Son 3 yıldır siyasi istikrara hasret kalan Mısır her geçen gün daha fazla Rusya ile yakınlaşıyor. Ordusunu Rus teknolojisi ile güçlendirmeye karar veren Mısır, son 35 yıldaki müttefiki ABD yerine Rusya ile ittifaka yöneliyor.
Rusya-Mısır yakınlaşması, Arap Baharı sonrası altüst olan güç dengeleri dikkate alındığında, ABD’nin bir cephede daha liderliği Rusya’ya bırakması anlamına geliyor. Mısır ile Rusya arasındaki ticaret potansiyelinin artışı, bu ülke ile ekonomik ilişkileri giderek gerileyen ABD’yi mali bakımdan da zorlayacak.

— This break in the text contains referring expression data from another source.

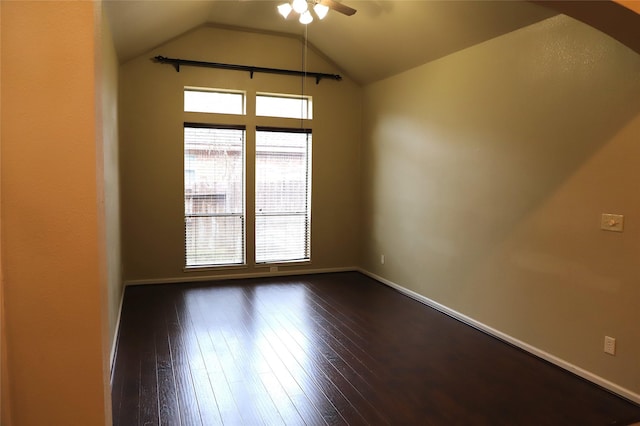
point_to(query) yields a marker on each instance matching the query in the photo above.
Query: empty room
(237, 212)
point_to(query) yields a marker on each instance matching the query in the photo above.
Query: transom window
(214, 101)
(215, 176)
(285, 106)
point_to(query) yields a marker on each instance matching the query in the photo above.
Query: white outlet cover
(610, 345)
(612, 222)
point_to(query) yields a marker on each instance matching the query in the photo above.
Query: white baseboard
(619, 390)
(265, 274)
(114, 344)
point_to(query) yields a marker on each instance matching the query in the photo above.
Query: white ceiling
(383, 38)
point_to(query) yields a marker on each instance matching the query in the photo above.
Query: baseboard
(619, 390)
(114, 344)
(265, 274)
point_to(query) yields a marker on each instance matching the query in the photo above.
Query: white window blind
(214, 195)
(283, 195)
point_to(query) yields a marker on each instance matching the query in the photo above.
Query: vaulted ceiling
(383, 38)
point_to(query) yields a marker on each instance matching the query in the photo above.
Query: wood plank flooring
(332, 349)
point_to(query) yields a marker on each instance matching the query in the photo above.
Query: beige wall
(52, 221)
(109, 120)
(485, 174)
(151, 120)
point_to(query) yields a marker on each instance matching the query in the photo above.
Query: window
(283, 195)
(286, 106)
(213, 101)
(214, 195)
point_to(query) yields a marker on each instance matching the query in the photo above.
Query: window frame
(308, 184)
(242, 93)
(306, 98)
(243, 197)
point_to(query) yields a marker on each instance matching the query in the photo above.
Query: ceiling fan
(338, 7)
(320, 8)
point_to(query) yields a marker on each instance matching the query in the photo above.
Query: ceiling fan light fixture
(300, 6)
(285, 9)
(306, 18)
(321, 10)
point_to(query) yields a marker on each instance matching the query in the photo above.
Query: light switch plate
(612, 222)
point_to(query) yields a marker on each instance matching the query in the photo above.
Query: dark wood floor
(330, 349)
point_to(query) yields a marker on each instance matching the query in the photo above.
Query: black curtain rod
(250, 69)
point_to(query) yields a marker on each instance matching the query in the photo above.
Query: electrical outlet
(609, 345)
(612, 222)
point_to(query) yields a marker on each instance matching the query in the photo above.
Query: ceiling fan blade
(338, 7)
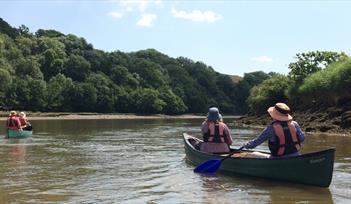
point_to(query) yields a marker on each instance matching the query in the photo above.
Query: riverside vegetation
(49, 71)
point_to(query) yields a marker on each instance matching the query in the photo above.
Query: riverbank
(330, 121)
(81, 116)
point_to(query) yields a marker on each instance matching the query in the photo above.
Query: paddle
(213, 165)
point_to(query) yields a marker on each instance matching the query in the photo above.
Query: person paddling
(24, 122)
(216, 134)
(284, 135)
(13, 121)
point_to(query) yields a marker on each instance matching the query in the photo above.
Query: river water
(143, 161)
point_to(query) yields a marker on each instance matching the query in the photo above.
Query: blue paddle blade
(209, 166)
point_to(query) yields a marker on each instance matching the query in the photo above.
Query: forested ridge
(50, 71)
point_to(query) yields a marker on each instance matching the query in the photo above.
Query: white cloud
(147, 20)
(141, 5)
(116, 14)
(262, 59)
(197, 16)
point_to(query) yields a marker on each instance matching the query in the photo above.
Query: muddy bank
(331, 121)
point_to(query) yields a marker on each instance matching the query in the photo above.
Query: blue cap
(213, 114)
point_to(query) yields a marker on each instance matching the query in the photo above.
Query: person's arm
(204, 128)
(19, 124)
(299, 132)
(229, 139)
(265, 135)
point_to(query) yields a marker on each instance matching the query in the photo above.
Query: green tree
(58, 89)
(311, 62)
(77, 68)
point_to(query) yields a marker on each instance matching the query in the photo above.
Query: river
(143, 161)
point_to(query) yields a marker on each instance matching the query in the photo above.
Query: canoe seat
(251, 155)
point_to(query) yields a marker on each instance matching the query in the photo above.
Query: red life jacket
(287, 141)
(23, 121)
(215, 132)
(12, 122)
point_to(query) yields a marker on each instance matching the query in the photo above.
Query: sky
(233, 37)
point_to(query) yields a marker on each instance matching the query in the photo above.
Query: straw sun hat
(22, 114)
(213, 114)
(280, 111)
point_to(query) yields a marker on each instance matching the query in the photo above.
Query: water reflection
(143, 161)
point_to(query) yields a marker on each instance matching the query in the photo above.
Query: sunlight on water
(143, 161)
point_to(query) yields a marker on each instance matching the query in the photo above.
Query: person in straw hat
(284, 135)
(13, 121)
(216, 134)
(25, 124)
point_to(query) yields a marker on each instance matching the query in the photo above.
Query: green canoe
(312, 168)
(18, 133)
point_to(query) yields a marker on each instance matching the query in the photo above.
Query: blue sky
(234, 37)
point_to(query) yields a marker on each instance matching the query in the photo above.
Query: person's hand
(245, 145)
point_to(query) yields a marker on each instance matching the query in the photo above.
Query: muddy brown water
(143, 161)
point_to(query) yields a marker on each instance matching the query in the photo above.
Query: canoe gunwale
(187, 137)
(314, 168)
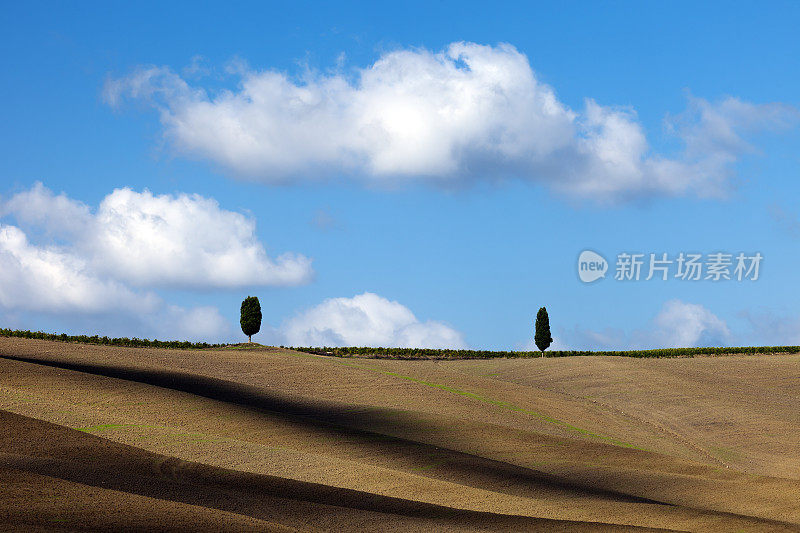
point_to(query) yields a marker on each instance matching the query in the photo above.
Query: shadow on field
(47, 449)
(343, 422)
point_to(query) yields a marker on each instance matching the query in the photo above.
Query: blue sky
(454, 184)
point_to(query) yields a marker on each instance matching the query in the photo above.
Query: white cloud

Rusya basınında yer alan bilgilere göre, son aylarda giderek hızlanan Mısır-Rusya diplomasisi artık somut işbirliğine doğru yol alıyor. Buna göre, Mısır Rusya’dan savaş uçakları, hava savunma sistemleri ve daha birçok askeri malzemenin olduğu 3 milyar dolarlık bir silah satışı konusunda uzlaştı. Rus ekonomi gazetelerinden Wedemosti, Rus hükümet yetkililerine ve silah sanayisindeki ilişkilerine dayandırdığı haberinde, iki ülke arasında Mısır ordusunun silahlanmasına ilişkin bir anlaşmanın imzalanmış olabileceğini iddia etti.
Gazete, anlaşmaların ‘paraflanmış’ ya da ‘imzalanmış’ olduğunu savunurken, konu ile ilgili henüz resmi bir açıklama yapılmadı. Ancak, gazete haberinden bir gün önce Moskova’da Devlet Başkanı Vladimir Putin ve Mısır Genelkurmay Başkanı arasındaki görüşmelerde, ‘iki ülke arasındaki askeri işbirliğinin hızlandırılacağı’ duyurulmuştu.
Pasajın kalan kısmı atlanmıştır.